Overall, the U.S. will log about a 3.3 percent increase in the GDP and easily outperformed the economies of many other countries. Thus the dollar strengthened. At the first of 2014, the dollar bought .73 of a euro. Monday it bought .85.
And finally, U.S. budget hawks should note that the deficit as a percentage of GDP is the best since before the recession.
Still, as in any recovery from near death, it’s too soon to declare the economy fully healed and sure to keep improving. A big danger now is that the Fed overestimates the health of the economy and raises interest rates too fast.
Pessimists still have plenty of bad numbers they could use to dim a rosier view. Wage stagnation, the weak labor force participation rate and rising inequality are still problems.
The numbers I find most immediately troubling are housing and business startups.
Sales of new and existing homes last year fell about 3 percent, and we’re still below the pace of single-family home construction and sales that existed even before the housing bubble.
Business startups are at their lowest in 30 years. U.S. businesses are now dying faster than they’re being created.
The overriding reason for the weakness, economists say, is that despite low interest rates, tight credit continues. Bankers just aren’t approving enough loans, even to mortgage applicants with good credit records or entrepreneurs with good ideas and decent collateral.
To help housing, Fannie Mae recently eased lending standards a bit, and the Obama administration last week said it planned to shave insurance premiums on some federally issued mortgages.
Of course, we don’t want to go back to the bubble years, when bankers were figuratively throwing money out their doors. But it’s galling that bankers who got us into this mess by being reckless are now holding back the economy out of cautionary excess.
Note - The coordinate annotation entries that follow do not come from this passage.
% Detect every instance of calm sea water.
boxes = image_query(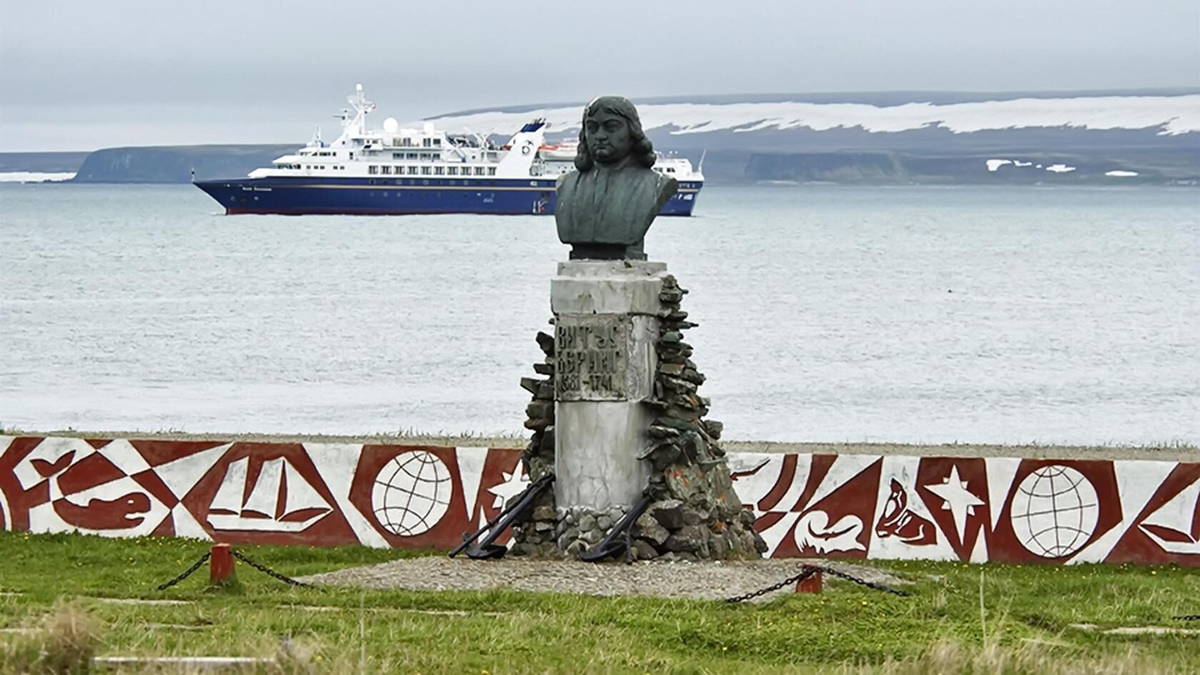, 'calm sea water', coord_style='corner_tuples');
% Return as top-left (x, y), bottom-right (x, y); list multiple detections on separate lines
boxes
(0, 185), (1200, 443)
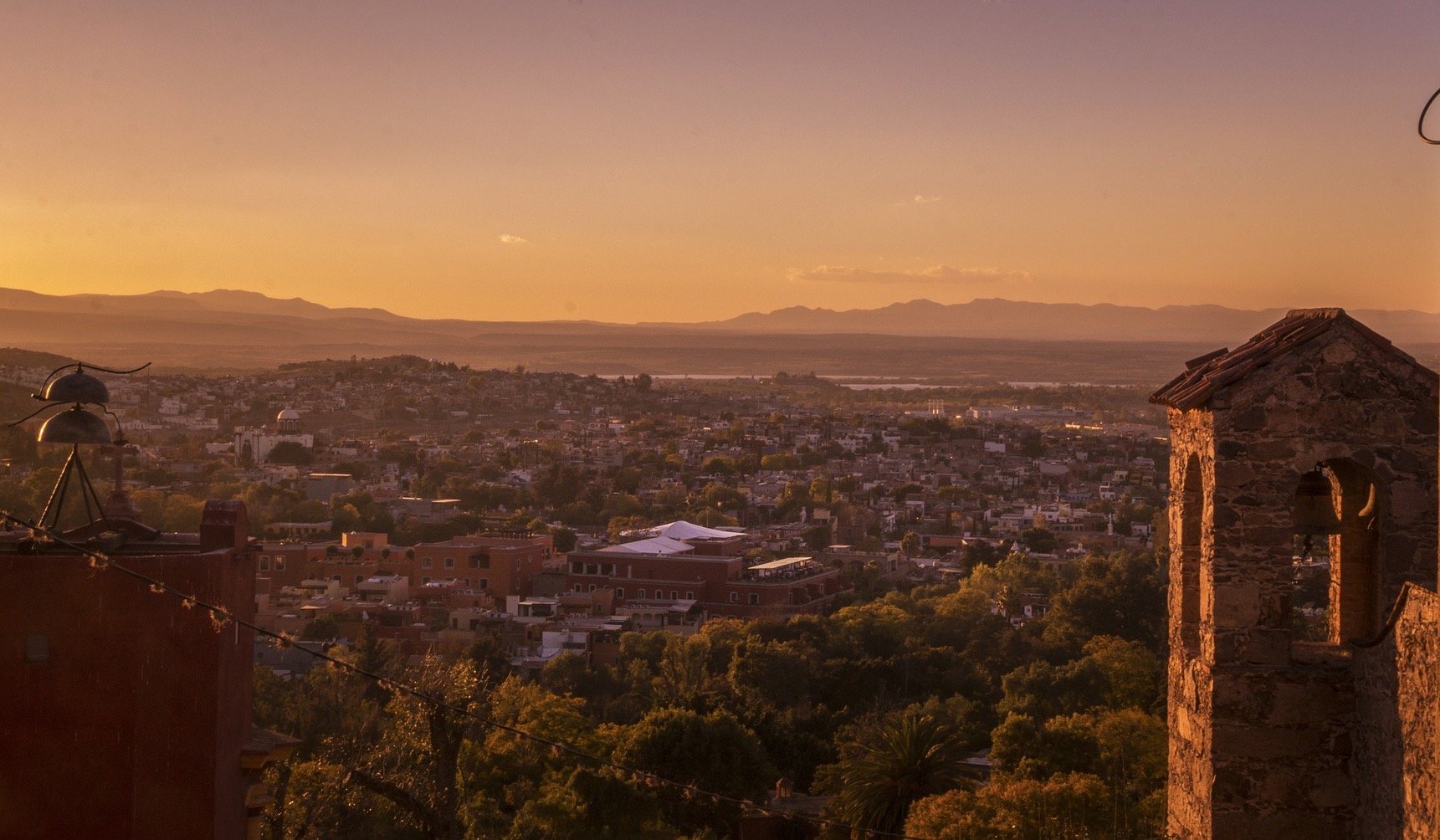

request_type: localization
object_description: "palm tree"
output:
[831,712,969,836]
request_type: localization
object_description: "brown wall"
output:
[0,549,255,838]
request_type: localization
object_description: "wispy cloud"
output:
[787,265,1034,284]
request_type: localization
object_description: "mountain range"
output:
[0,288,1440,382]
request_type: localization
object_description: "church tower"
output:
[1150,309,1440,837]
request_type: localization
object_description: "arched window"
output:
[1325,458,1384,641]
[1179,453,1205,656]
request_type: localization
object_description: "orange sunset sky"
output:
[0,0,1440,321]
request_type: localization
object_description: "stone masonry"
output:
[1152,310,1440,838]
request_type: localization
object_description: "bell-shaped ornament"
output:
[40,369,110,405]
[34,405,111,443]
[1290,469,1340,537]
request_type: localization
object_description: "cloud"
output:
[787,265,1034,284]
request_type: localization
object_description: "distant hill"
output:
[0,288,1440,383]
[679,298,1440,343]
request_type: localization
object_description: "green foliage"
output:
[904,774,1111,840]
[615,709,775,830]
[823,712,969,832]
[300,615,340,640]
[255,553,1165,838]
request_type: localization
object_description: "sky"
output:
[0,0,1440,323]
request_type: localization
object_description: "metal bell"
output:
[40,367,110,405]
[1290,467,1340,537]
[34,405,111,443]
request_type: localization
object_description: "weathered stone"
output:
[1158,310,1440,840]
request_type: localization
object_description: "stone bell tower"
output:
[1150,309,1440,837]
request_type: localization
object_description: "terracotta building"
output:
[0,501,294,838]
[565,537,853,618]
[258,533,555,602]
[1152,309,1440,838]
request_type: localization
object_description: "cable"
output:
[0,510,927,840]
[1416,90,1440,146]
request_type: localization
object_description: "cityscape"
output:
[0,0,1440,840]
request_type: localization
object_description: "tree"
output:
[615,709,776,832]
[1019,527,1060,555]
[827,713,969,832]
[550,527,579,555]
[904,774,1111,840]
[300,615,340,641]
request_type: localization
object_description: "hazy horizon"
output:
[0,0,1440,323]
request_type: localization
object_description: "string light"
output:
[0,510,927,840]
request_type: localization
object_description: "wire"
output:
[0,510,927,840]
[1416,90,1440,146]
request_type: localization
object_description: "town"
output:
[0,351,1168,670]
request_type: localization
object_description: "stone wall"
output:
[1168,324,1440,837]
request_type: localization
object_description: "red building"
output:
[0,501,294,838]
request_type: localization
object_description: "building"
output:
[0,501,295,840]
[235,407,315,464]
[1152,310,1440,838]
[565,537,853,618]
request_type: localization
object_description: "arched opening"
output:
[1325,458,1382,643]
[1179,453,1205,656]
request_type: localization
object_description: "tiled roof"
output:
[1150,309,1436,409]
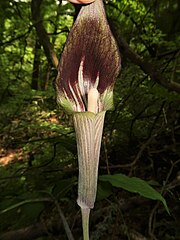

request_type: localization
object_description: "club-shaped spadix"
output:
[56,0,120,239]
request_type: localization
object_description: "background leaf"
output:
[99,174,170,214]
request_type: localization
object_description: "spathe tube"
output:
[73,111,105,240]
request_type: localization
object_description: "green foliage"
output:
[0,0,180,240]
[99,174,169,213]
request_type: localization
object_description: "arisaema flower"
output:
[56,0,121,239]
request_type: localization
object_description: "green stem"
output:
[81,208,90,240]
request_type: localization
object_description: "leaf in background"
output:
[99,174,170,214]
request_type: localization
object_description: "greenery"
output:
[0,0,180,240]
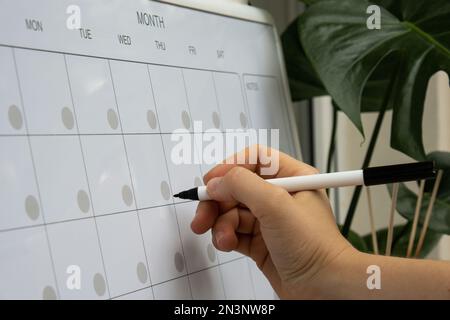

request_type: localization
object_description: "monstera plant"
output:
[282,0,450,256]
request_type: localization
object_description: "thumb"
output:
[206,167,293,224]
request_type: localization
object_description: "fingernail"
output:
[206,177,222,195]
[216,232,225,247]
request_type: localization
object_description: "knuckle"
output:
[224,167,246,185]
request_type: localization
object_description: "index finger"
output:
[203,145,318,184]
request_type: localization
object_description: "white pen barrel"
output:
[197,170,364,201]
[266,170,364,192]
[197,186,211,201]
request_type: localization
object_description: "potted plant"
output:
[282,0,450,257]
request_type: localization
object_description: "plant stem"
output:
[342,67,399,238]
[327,102,338,195]
[392,221,412,252]
[342,108,386,237]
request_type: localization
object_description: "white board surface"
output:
[0,0,297,299]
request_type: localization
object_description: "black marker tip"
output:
[173,188,198,200]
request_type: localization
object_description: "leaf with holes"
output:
[299,0,450,159]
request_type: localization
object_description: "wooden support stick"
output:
[415,170,444,258]
[406,180,425,258]
[386,183,399,256]
[366,187,379,254]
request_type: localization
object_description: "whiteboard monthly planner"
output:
[0,0,298,299]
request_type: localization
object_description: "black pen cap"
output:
[363,161,436,186]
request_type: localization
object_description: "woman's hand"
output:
[191,146,356,298]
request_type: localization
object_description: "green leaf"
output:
[425,151,450,204]
[339,226,369,252]
[363,224,441,258]
[390,183,450,234]
[281,17,328,101]
[300,0,450,159]
[281,16,392,112]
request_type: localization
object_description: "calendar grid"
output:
[11,49,60,297]
[0,45,278,299]
[108,60,159,298]
[63,54,111,297]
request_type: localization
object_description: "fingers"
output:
[191,202,256,251]
[203,145,318,184]
[207,167,292,222]
[191,201,219,234]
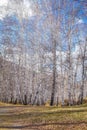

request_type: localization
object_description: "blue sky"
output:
[0,0,87,49]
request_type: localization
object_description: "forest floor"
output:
[0,103,87,130]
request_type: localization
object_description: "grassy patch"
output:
[0,104,87,130]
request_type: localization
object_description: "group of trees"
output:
[0,0,87,106]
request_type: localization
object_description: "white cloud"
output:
[0,0,8,6]
[76,18,84,24]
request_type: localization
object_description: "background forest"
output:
[0,0,87,106]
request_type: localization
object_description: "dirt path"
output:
[0,106,87,130]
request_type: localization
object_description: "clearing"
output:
[0,103,87,130]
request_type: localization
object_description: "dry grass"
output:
[0,103,87,130]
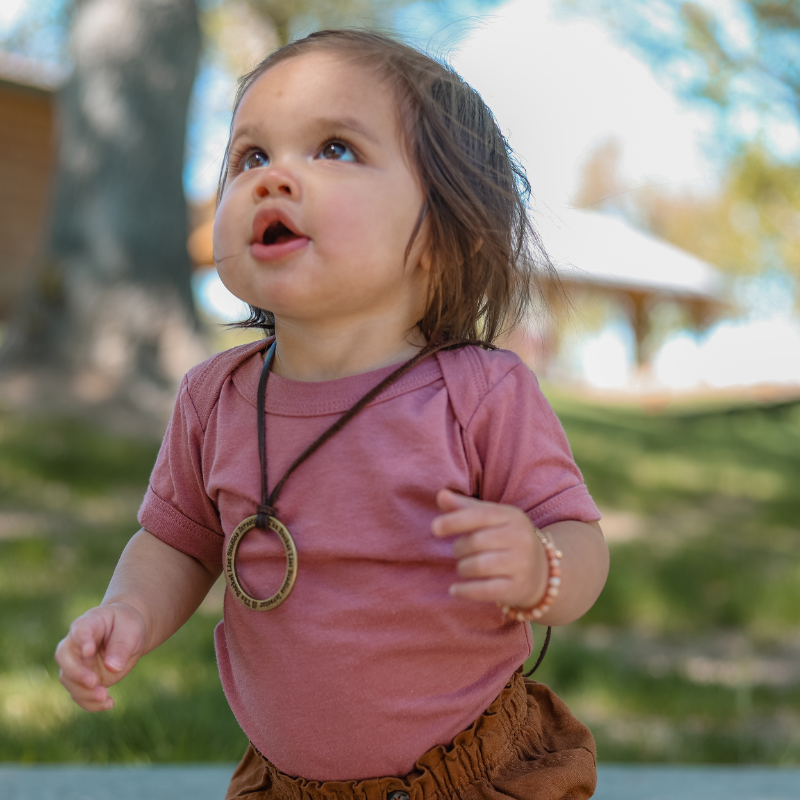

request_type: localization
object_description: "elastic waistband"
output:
[264,672,528,800]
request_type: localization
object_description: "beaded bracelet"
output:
[501,528,563,622]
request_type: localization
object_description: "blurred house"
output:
[509,210,728,373]
[0,53,63,319]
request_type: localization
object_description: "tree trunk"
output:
[0,0,205,432]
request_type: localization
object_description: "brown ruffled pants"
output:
[225,672,597,800]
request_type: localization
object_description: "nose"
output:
[253,166,300,201]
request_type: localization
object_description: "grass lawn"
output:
[0,395,800,766]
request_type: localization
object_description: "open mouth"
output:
[261,220,298,244]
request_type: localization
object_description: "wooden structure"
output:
[538,210,727,368]
[0,53,61,319]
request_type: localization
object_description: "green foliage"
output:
[524,398,800,765]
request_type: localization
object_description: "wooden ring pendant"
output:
[225,514,297,611]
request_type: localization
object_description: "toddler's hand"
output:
[431,489,547,608]
[56,603,145,711]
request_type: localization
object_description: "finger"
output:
[56,636,100,689]
[453,526,513,559]
[450,578,512,603]
[68,609,108,658]
[59,675,114,711]
[431,501,513,536]
[456,550,515,579]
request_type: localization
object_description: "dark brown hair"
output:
[219,30,558,342]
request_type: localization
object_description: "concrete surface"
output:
[0,764,800,800]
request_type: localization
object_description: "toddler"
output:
[56,30,608,800]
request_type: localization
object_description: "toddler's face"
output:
[209,51,427,328]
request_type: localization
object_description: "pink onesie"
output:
[139,342,600,781]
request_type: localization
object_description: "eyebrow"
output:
[314,117,380,144]
[231,117,380,145]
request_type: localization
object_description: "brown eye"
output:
[319,141,356,161]
[242,150,269,170]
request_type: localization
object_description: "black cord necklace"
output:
[225,339,495,611]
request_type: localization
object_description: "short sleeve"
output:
[138,378,224,563]
[465,362,601,528]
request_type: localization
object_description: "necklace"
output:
[225,339,495,611]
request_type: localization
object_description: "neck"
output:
[272,320,426,381]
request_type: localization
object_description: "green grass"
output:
[0,397,800,765]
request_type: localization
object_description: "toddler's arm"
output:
[56,529,222,711]
[433,489,608,625]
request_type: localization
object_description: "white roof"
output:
[536,210,724,301]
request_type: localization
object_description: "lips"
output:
[250,208,311,261]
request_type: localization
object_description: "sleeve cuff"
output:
[138,487,224,564]
[527,483,601,528]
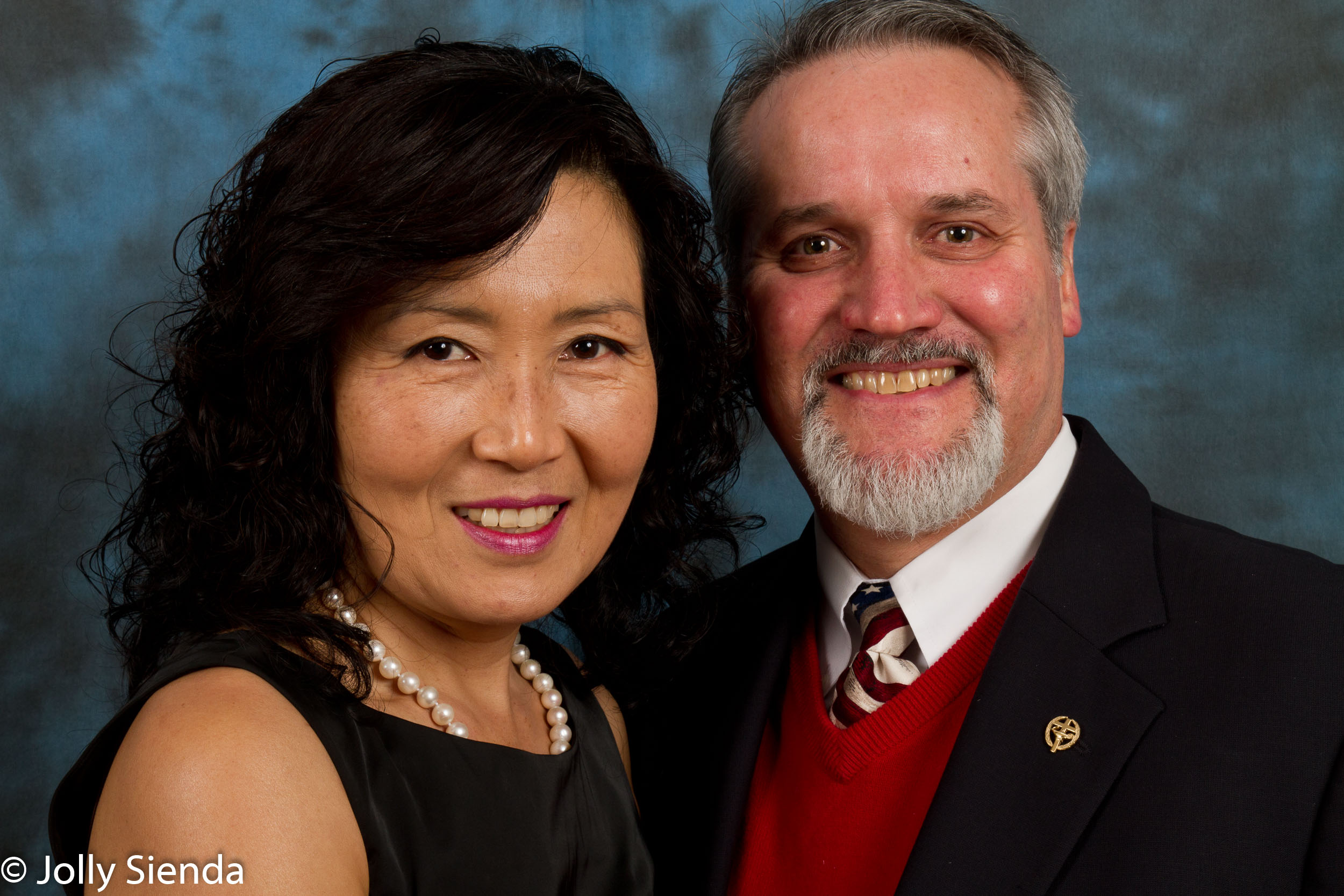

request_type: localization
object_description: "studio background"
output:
[0,0,1344,890]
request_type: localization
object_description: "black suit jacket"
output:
[632,418,1344,896]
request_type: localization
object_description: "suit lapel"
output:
[706,521,821,896]
[897,418,1166,896]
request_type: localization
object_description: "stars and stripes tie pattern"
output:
[831,582,919,728]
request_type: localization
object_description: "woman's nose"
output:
[472,371,564,471]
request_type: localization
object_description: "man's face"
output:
[741,47,1080,526]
Other economic observations:
▪ The increase in minimum wages in 25 states next year will provide a chance to see whether the boost hurts businesses and leads to significant layoffs compared with other states.
▪ Remember the angst about cutting back long-term jobless benefits? What happened to those people? Economists should figure out whether they finally began taking less-than-optimum jobs and whether that played a big part in the increase in jobs created last year.
▪ My scary prediction for 2015: Hackers will succeed in taking down a major U.S. financial institution.